Hamersley’s Bistro was among the first to climb aboard, along with The Charles Hotel’s Henrietta’s Table. Chef Steve Johnson of Rendezvous has been a fan since his days working at Hamersley’s. “Steve Verrill is a smart, talented grower and a good steward of the land,” says Johnson, who has been buying from Verrill for 23 years and counting. “I’ve had the pleasure of walking the fields there with him on many occasions over the years. He’s the living embodiment of the phrase, ‘Know your grower!'”
Little by little, the farm’s clientele has beefed up to a list hovering around 40, with appearances by No. 9 Park, 80 Thoreau, and Eastern Standard. The lettuces are constant favorites, and once corn season hits, the phones go nuts. They also deliver staple items like eggs to commercial accounts, like Fidelity and The Boston Globe.

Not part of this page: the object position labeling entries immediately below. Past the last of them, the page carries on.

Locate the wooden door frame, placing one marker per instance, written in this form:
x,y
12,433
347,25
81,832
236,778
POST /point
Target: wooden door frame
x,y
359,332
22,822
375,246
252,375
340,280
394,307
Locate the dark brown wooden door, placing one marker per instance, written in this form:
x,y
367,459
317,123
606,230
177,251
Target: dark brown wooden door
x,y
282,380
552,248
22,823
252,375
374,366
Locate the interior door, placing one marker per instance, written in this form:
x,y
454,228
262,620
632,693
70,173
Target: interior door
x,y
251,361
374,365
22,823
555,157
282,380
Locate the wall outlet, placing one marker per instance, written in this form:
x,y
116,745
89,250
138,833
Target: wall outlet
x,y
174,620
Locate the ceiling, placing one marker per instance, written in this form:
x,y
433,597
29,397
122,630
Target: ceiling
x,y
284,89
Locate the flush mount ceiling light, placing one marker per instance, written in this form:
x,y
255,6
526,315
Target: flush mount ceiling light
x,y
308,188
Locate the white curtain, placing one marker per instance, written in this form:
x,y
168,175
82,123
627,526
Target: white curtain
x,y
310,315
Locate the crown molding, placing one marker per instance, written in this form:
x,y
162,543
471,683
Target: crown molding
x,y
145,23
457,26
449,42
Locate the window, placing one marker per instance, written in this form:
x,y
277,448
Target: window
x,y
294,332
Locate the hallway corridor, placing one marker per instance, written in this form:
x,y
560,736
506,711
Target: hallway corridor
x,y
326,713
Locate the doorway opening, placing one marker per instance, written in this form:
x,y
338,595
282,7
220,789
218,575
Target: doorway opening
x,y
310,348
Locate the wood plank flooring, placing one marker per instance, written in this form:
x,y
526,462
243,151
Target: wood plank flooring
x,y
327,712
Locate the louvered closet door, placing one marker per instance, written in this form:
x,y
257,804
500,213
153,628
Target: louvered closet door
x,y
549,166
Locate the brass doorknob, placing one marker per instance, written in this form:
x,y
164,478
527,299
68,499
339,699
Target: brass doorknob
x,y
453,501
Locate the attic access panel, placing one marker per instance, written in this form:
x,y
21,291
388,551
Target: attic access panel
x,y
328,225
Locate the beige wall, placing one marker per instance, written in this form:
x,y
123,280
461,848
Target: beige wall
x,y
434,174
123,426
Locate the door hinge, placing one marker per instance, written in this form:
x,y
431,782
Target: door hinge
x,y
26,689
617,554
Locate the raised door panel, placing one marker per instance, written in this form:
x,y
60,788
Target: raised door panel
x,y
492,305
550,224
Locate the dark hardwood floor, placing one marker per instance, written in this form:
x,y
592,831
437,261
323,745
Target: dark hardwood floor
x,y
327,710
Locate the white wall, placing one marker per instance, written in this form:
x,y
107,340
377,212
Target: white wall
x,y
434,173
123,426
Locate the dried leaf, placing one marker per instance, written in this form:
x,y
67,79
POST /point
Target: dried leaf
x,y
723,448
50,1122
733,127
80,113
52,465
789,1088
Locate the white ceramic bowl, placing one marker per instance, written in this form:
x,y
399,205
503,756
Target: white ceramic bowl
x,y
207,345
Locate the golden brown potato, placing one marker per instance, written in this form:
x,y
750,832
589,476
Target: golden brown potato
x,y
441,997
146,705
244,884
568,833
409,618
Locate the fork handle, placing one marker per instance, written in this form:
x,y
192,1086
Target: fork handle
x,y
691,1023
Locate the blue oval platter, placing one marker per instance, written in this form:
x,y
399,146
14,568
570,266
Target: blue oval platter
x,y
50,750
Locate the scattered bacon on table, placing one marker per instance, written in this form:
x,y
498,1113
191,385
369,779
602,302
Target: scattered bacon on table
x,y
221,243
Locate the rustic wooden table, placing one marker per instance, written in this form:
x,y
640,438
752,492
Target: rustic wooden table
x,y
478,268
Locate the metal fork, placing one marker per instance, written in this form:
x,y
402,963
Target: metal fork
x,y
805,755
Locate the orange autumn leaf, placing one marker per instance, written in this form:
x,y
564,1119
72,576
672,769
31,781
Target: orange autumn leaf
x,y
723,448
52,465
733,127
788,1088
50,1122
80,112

Five years ago, while the Verrill family was away attending a wedding, a ceiling fan in the deli caught fire during a busy Saturday. The entire building burned to the ground, while customers watched in horror and firemen tried in vain to stop it. It was the first disaster to ever befall the family operation, and the rebuilding process was a trying time, to say the least. In a move befitting our current love affair with farmers and local produce, the community rallied around Verrill, spending as much as they could to support them during the transition.
The freshly-built farm stand, topped with a Minuteman weathervane Verrill crafted himself, is now back to normal, the kitchen humming with activity and a few early customers perusing the shelves. We walk back outside and look out over the surrounding fields, where neon green carpets the ground as far as I can see.
Verrill tells me that he has no plans to retire and spend his golden years on a porch somewhere. According to him, he’ll be in the fields until his last day.
“Otherwise, you get rusty,” he says, laughing.